By: Neil D. Garguilo, La Nostra Voce
The year was 1963…
It is August. At approximately 8:30 a.m., a great rush took place out the doors of my neighborhood in Williamsburg, Brooklyn. It’s midsummer and another day has begun.
One by one we met, whether it was in front of my house (the only attached house with a 1/2 as part of the address) or another friend’s house. The group would number around eight, and we had to decide a critical issue on this hot morning: what game were we going to play?
You see, when we were growing up the world was our oyster with so many sports and games at our fingertips. There was stick ball, slap ball, punch ball, stoop ball or touch football. Then there were the games that were interspersed with the sports, like marbles, skelzies (an asphalt board game using bottle caps stuffed with melted crayons), tag, red light-green light, hide-and-seek, Simon Says, ring-a-levio, and Johnny-on-the Phony. Oh, what fun we had — so much to do with not enough time in the day to accomplish all this activity.
My neighborhood was an enclave of Americans of Italian descent. They were hard working families trying to make the next generation better than the last. It was an area of approximately 10 blocks by 10 blocks, nestled amongst all the other nationalities and minorities.
All the houses were attached and neatly kept. Most were just two-family homes or apartments throughout this cozy, little neighborhood. It was safe. Our mothers would let us play from the early morning to 9 p.m., with lunch and dinner breaks in between. But, these wonderful Italian mothers never worried “one bit” whether we were safe. It was a given. We weren’t afraid of being kidnapped, hurt or run over by a car. And remember, I am talking about rough-and-tumble Brooklyn.
Just one hour?
With the advent of computers, iPhones and so on, the modern kid of today is stuck looking at a screen. I feel bad for them. They have so much … we had so little … but we had so much fun and healthy exercise.
Recently, a sports team issued a public service announcement saying, “let’s dedicate one hour each day to get outside and have some fun” (I paraphrase). When I heard this, I knew we as a country were in big trouble. One hour? For us, that was the first sport or game! We had 11 other hours to run around like “lunatics.”
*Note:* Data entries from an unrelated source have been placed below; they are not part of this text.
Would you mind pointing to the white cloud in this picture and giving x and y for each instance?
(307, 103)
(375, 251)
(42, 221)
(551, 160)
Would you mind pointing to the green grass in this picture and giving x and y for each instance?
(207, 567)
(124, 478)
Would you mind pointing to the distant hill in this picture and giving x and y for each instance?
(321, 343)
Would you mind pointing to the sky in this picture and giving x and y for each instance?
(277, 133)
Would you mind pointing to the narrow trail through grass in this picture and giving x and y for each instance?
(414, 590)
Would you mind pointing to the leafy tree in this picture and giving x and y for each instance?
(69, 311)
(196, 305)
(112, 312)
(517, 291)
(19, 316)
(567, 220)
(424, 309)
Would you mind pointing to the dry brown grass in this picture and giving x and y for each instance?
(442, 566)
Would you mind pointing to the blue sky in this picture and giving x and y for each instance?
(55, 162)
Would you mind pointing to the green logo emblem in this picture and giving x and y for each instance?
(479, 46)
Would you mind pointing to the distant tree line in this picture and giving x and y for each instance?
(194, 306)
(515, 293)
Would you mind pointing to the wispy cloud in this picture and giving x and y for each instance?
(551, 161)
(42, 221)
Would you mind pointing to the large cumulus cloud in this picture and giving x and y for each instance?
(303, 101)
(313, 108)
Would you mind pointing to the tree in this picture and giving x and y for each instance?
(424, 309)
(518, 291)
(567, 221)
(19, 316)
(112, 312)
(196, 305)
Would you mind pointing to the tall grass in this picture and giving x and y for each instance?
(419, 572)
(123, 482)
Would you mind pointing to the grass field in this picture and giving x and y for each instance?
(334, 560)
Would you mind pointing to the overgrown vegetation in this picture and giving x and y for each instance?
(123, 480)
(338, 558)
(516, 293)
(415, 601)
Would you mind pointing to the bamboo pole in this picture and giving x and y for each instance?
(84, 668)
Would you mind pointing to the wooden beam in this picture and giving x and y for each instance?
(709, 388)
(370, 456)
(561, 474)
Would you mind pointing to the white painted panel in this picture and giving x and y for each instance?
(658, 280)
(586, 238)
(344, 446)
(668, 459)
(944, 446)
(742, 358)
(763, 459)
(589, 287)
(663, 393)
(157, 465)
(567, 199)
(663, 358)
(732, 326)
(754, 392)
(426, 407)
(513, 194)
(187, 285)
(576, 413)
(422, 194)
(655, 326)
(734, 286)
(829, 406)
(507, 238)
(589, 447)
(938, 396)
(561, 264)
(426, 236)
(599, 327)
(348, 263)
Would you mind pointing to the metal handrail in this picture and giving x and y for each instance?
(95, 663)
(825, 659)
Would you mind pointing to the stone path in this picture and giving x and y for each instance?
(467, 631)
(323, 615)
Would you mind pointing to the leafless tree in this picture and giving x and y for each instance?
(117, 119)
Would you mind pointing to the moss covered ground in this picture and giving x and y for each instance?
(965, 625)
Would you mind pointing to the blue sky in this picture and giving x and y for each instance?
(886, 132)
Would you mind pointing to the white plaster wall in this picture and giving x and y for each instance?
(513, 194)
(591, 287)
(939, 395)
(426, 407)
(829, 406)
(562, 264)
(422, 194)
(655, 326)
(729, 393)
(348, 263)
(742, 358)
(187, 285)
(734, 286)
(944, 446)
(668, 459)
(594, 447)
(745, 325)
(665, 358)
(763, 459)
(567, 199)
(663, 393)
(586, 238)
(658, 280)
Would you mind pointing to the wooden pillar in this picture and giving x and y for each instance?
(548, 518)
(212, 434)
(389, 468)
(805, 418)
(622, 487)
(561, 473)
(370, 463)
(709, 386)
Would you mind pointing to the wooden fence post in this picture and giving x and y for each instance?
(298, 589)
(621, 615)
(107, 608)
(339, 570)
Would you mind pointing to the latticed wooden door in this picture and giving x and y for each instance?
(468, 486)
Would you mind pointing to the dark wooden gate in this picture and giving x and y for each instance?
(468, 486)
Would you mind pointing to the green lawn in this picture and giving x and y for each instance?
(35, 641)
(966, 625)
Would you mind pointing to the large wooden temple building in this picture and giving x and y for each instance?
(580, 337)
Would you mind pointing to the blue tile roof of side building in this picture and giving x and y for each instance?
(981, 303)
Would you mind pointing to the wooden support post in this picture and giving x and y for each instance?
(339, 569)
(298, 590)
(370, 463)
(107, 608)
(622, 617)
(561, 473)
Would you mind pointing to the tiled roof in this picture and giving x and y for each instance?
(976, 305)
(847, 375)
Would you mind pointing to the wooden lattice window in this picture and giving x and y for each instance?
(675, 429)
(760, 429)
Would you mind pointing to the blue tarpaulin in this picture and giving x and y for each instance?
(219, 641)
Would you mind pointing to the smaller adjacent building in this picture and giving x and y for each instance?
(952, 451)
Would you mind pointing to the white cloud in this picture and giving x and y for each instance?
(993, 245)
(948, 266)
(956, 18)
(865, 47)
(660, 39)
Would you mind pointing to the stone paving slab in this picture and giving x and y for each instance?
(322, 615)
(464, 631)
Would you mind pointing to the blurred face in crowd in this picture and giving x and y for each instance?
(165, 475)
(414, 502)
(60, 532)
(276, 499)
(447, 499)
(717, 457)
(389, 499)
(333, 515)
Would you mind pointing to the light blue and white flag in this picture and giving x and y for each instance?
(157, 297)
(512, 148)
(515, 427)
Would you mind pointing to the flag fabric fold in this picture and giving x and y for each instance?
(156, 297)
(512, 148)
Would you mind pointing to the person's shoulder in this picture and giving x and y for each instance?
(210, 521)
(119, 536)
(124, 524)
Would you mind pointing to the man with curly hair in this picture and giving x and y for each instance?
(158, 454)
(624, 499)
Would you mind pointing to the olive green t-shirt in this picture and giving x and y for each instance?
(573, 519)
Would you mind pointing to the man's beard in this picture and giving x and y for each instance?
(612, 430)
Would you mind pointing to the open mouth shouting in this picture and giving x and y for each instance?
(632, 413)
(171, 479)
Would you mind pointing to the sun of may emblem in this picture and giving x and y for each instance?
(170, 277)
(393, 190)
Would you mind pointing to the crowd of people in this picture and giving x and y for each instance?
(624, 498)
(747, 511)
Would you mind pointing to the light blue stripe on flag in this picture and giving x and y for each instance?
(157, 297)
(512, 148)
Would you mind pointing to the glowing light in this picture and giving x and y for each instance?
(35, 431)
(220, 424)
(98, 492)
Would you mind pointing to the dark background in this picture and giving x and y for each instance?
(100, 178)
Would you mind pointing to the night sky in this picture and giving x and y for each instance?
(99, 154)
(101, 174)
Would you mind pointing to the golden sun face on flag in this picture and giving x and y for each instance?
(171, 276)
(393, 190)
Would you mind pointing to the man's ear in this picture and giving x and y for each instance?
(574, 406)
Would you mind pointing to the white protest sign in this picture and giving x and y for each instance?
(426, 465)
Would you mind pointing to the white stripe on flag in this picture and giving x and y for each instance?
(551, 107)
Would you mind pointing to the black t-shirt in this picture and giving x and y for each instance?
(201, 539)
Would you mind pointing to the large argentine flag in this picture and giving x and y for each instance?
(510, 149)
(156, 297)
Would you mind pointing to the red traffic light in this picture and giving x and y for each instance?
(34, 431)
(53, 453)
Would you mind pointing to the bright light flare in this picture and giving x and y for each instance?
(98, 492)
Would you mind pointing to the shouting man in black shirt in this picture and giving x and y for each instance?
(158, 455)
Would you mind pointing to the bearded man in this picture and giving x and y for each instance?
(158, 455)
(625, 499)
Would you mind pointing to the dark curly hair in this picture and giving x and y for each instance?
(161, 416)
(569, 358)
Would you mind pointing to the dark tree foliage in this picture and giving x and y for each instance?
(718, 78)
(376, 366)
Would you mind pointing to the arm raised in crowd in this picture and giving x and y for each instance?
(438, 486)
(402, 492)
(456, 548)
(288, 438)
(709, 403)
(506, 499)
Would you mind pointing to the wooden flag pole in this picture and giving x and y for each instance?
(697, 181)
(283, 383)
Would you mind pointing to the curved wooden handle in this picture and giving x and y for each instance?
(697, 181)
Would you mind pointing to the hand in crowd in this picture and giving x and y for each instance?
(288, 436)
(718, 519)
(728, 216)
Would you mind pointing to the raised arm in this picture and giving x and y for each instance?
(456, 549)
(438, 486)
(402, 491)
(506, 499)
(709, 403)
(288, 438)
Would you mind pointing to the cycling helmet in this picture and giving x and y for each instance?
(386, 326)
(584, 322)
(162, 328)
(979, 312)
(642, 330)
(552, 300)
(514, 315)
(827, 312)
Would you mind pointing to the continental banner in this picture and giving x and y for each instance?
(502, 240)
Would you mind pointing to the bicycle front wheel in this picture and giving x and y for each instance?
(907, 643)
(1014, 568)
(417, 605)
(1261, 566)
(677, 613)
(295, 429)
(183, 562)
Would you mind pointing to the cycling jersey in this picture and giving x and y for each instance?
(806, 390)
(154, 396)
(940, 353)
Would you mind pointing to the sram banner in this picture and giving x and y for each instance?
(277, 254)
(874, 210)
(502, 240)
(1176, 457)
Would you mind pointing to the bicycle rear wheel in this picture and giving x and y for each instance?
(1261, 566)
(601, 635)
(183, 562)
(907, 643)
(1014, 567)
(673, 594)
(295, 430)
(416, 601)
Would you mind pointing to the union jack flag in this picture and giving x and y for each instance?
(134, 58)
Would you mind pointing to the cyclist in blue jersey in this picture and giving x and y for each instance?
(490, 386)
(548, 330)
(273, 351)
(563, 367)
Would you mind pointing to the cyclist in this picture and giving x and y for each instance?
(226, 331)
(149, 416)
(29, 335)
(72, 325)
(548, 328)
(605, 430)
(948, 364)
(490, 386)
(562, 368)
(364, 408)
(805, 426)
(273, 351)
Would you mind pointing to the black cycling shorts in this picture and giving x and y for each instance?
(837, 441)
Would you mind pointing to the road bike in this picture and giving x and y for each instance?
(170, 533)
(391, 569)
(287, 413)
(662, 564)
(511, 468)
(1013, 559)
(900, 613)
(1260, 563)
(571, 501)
The streets were teeming with activity. What I wouldn’t give for one day to go back in time to play on the streets of Williamsburg with all of my friends.
There was Frankie Boy, Dennis, Vinnie, Bennie, Mike, Joey, Johnny, and yours truly—Neilly. A golden age of sports, games, exercise and “good clean fun,” as Art Carney from The Honeymooners would say.
We were truly “the Real Boys of Summer.”